For most of the time I took piano lessons, my teacher tried to explain the importance of not relying on “finger memory.” She encouraged me to visualize the music as I was playing; to think about the key, the sharps/flats, and the time signature. I was never particularly good with music theory, so while I nodded my head in acquiescence, I continued to memorize by playing something over and over and over again.
It’s All In Our Heads
Today, I understand my brain was creating procedural or implicit memory. While my piano teacher referred to it as “finger memory.” As a kid, I could never understand how my fingers could remember things! I understand now, however, that she was really talking about not depending only on this implicit memory of my music. She knew it was important to be able to have some explicit knowledge of the way a piece was written so that when my implicit memory somehow derailed, I could consciously (explicitly) re-rail myself.
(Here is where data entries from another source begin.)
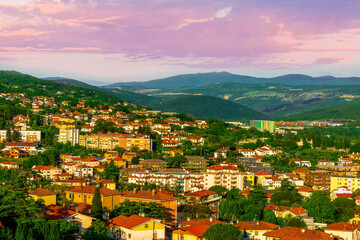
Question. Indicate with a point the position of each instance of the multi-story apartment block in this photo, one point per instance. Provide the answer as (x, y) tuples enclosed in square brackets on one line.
[(101, 141), (181, 179), (224, 174), (319, 180), (351, 182), (69, 135), (141, 143), (24, 136)]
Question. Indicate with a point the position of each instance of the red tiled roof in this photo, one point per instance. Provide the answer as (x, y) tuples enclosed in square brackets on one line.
[(202, 193), (255, 225), (298, 210), (128, 222), (91, 190), (197, 230), (195, 222), (153, 195), (287, 233), (41, 192), (342, 226)]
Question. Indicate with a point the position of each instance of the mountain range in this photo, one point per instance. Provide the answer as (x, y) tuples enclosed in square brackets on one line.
[(201, 79)]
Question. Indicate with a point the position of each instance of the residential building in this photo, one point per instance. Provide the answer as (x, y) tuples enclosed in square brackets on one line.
[(69, 135), (224, 174), (47, 196), (110, 198), (286, 233), (195, 163), (344, 230), (136, 227), (168, 202), (256, 229), (264, 125), (153, 164), (140, 143), (319, 180), (9, 165), (24, 136)]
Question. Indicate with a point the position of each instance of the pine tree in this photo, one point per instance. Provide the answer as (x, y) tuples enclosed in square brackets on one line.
[(96, 210)]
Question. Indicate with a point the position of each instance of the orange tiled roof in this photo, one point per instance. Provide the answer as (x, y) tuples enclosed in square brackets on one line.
[(202, 193), (206, 221), (342, 226), (255, 225), (142, 194), (91, 190), (128, 222), (41, 192), (287, 233), (197, 230)]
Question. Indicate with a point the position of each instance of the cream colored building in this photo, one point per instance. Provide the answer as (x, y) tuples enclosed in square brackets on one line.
[(69, 135), (224, 174)]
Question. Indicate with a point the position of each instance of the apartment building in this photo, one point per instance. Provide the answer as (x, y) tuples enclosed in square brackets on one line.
[(141, 143), (69, 135), (319, 180), (183, 180), (24, 136), (224, 174), (101, 141)]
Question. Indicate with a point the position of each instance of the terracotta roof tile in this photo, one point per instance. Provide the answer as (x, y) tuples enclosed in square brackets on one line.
[(255, 225)]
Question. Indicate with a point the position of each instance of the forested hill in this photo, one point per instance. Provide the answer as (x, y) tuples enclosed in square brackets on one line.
[(351, 111), (207, 106), (201, 79)]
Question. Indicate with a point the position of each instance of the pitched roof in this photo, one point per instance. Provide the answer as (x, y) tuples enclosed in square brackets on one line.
[(256, 225), (128, 222), (153, 195), (91, 190), (288, 233), (298, 210), (206, 221), (41, 192), (342, 226), (202, 193), (197, 230)]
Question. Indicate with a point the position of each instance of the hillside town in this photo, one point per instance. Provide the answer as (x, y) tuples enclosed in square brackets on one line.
[(120, 171)]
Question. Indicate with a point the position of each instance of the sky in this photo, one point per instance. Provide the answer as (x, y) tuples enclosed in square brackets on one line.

When I talk to my students, to my colleagues, and to my clients, I return to this way of understanding our behavior. We’re all comprised of implicit memories that guide us on a day-to-day basis. We often enter therapy because these implicit patterns don’t serve us the way they used to. And the process of therapy supports us in learning new (explicit) ways of moving through the world, practicing them in the context of therapy and in our relationships outside of therapy, until they become implicit, or the new “default.”
I’ll also be sure to share with my clients that when we hit bumps in the road, we may not be able to depend on these new implicit patterns to carry us through. We may falter. We may have to stop and start again. But hopefully, as my piano teacher did so many years ago, we’ll hear a voice from somewhere, giving us an explicit reminder of what we need to do next.
And like I did 45 years ago, we’ll find that “middle C.”
“We, as human beings, are landed with memory systems that have fallibilities, frailties, and imperfections—but also great flexibility and creativity.”